I can’t see the hand that George takes to help him up onto the stone. Every time he coughs, his body shakes like his soul is trying to rip free. He raises his hands for silence and waits several beats, his face fierce. When he begins to speak, I can’t hear him. I clench my jaw to keep my teeth from chattering. His right hand slices wide, his eyes flash. He coughs. At times, he pauses, as if unsure he’ll go on, but then he does, more frantically than before, gesticulating, serious one moment, then smiling the next as if he can see the Lord before him, is conjuring him here for the assembled to see. He is so sure of himself. Oh, George. You know, don’t you, that those thousands of ears are like cracked bowls, like the ears of my students, my daughter. You fill them, yes, George, but most of what you say leaks out onto the wet earth and disappears. Not everything, though, I suppose. Someone remembered to plant this stone.

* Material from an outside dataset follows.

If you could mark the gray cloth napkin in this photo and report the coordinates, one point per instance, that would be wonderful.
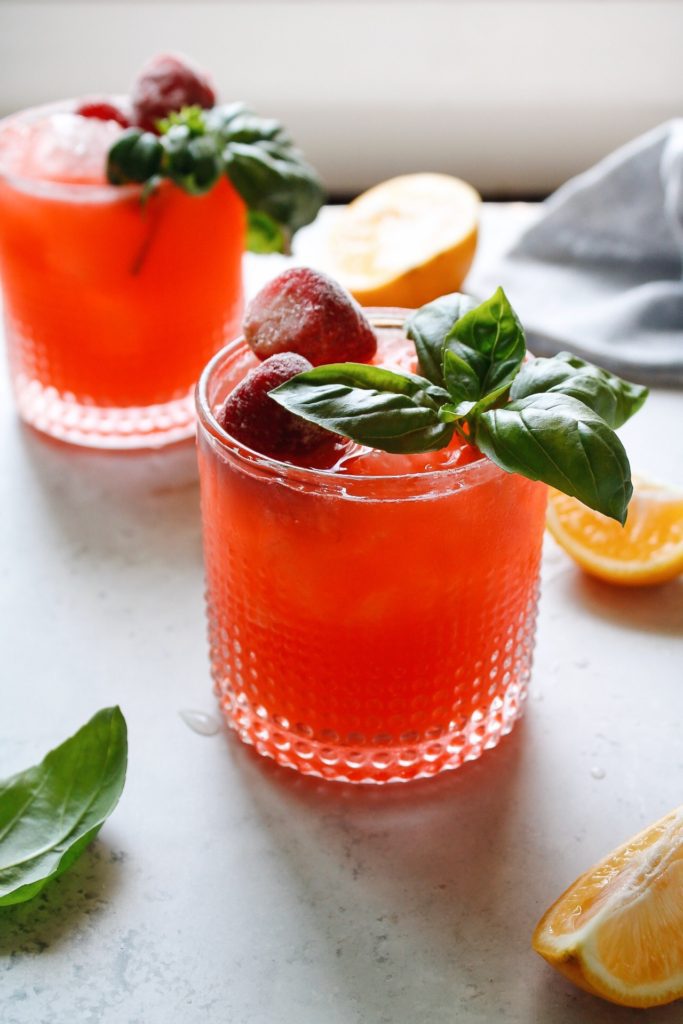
(600, 270)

I know that when George is done, the story will change. I will go upstairs and read those text messages. I will face my colleagues, who will all know what I’ve done. My husband will come home, just before those cherry blossoms bloom. Everything will become messy. But right now, the story isn’t about him. The story is about me, and I watch George preach until he can barely stand, until I can’t feel my fingers. When he finally gets down from the stone, he turns to a man I cannot see and shakes his hand. He turns to another and claps him on the back, puts a hand to his own powdered wig to steady it. His step is slow and tired through the invisible crowd. He has a word for everyone, and though I can’t hear what he says to the others, though he leaves me farther behind every moment, in my ear I can still hear him whisper joyfully whore whore whore.
And I say yes yes yes. Yes, I’m here, I’m here, a body, just a body, and it’s not promised to anyone, it’s mine, only mine, and I miss that, God, oh God, oh George, I miss it.